Zeppelin’s epic wander through folkloric landscapes and rousing riff attack are by no means annoying, but the movie’s memorable gag points to a fate that can befall many a popular radio monster, the perils of stale overfamiliarity creeping swiftly upon first dominating US FM radio in the mid-1970s.
Even frontman Robert Plant expressed a diffidence with the cut years later, describing the gargantuan rock relic as “a cute and pretty song at a certain point in time” but “not relevant to me anymore”.
A brief perusal across rock sites and sub-Reddits in search of the most testing riff usually leans toward tiresome overplay than outright contempt for the song itself. Guns N’ Roses’ ‘Sweet Child o’Mine’ is routinely plumped by metal fans for its never-ending ubiquity, challenged only by The White Stripes’ ‘Seven Nation Army’, a maddeningly hooky guitar lick that looks destined to score future sports arenas, commercials, and politically revised mass chants for decades to come.
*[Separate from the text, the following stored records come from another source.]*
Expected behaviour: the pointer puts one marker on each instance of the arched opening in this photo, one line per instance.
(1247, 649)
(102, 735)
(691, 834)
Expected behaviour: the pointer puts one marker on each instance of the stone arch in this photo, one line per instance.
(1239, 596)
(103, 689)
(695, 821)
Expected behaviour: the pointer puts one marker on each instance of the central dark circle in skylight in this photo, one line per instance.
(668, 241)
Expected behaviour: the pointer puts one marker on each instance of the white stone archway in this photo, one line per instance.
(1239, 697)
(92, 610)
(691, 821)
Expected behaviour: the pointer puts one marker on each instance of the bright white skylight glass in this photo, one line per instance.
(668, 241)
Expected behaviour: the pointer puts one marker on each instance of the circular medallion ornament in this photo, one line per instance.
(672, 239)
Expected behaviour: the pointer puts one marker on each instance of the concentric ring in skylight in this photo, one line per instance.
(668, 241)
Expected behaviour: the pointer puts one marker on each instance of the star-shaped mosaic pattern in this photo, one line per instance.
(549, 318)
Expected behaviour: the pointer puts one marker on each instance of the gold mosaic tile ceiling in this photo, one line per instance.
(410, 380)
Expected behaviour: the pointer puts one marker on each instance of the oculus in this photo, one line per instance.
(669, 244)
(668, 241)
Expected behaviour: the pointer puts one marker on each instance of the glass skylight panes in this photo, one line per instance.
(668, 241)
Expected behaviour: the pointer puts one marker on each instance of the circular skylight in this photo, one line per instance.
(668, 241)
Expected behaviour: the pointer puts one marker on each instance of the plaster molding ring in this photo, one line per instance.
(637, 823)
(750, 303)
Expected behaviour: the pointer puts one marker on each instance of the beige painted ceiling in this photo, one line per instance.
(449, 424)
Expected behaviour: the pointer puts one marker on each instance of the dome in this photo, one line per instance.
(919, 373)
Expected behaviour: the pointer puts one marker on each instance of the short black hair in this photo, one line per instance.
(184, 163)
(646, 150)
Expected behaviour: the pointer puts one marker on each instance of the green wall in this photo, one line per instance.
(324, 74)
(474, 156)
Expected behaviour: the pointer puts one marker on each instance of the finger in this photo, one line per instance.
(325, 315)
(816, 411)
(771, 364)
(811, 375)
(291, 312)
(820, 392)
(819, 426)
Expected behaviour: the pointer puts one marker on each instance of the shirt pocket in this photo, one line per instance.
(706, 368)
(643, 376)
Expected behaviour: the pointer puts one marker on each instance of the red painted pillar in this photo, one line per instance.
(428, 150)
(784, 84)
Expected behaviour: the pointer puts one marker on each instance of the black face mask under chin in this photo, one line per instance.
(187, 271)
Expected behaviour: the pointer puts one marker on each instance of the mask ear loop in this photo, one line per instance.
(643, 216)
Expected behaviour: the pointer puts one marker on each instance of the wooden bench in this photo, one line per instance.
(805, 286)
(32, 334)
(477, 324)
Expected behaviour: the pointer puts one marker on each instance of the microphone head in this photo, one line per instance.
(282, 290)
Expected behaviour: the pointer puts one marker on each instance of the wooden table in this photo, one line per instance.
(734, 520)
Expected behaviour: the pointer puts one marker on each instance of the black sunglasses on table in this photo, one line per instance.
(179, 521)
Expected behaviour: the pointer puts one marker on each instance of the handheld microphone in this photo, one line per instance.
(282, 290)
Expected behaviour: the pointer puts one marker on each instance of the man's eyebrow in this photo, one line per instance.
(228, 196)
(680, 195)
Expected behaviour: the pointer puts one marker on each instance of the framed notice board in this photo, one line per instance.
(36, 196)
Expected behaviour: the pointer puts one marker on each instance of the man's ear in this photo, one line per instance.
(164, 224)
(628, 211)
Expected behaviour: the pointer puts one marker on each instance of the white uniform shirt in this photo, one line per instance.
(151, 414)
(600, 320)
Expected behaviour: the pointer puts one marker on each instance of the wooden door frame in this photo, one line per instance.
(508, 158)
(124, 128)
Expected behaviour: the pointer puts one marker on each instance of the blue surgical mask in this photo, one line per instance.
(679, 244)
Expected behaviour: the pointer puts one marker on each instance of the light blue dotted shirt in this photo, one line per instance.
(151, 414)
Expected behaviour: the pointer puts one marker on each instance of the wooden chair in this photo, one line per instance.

But these aren’t bad songs. Shifting fatigue aside, it’s tempting to hold our nose and wade into two of modern rock’s most embarrassing chapters: hair metal’s 1980s spandex buffoonery and nu-metal’s frosted-tipped, turntable silliness 20 years later. Be it Wingers’ glossy fret shredding raising blood pressures or Trapt’s lunk-headed frat metal inducing maximum cringing wince, it’s all too easy to reach our arm into the depths of merely bad rock songs to unearth the riff that winds up the most.
For such a number, we have to strike straight into the canonical heart of classic rock’s most lauded works, and, at risk of doubling the Far Out inbox with irate emails, pluck out a cover that supposedly shines as one of the band’s most celebrated cuts, and stands tall as a rock behemoth in the music world.
God, ‘Whiskey in the Jar’s annoying, isn’t it? The Thin Lizzy version that it is. Traced back to the 17th century, the old rapparee traditional folk song is draped in historical and cultural weight, a fascinating window into Ireland’s political turbulence around the time of Oliver Cromwell and later William of Orange’s bloody conquests. Such a heritage piece has naturally found a suitable home in the folk tradition, America’s The Highwaymen first popularising the songs for modern audiences in 1962.
Following versions by Peter, Paul and Mary and The Dubliners, Thin Lizzy’s Phil Lynott decided to take a stab. Dropped as their second single, ‘Whiskey in the Jar’s grab at anthemic singalong is punctured by its supremely irritating mosquito guitar lick, a jabbing, grating little riff rash that just never hits any kind of bullseye from the otherwise impeccable Eric Bell. Each time the riff buzzes in, any stirring transport to the Old Country is ripped asunder by that tiny yet jarringly annoying lilting riff.
For whatever reason, the irksome slap of ‘Whiskey in the Jar’ can never be shaken off, even by future reimaginings, Metallica’s reverent cover for 1999’s Garage Inc still somehow just bloody irritating. There, we said it.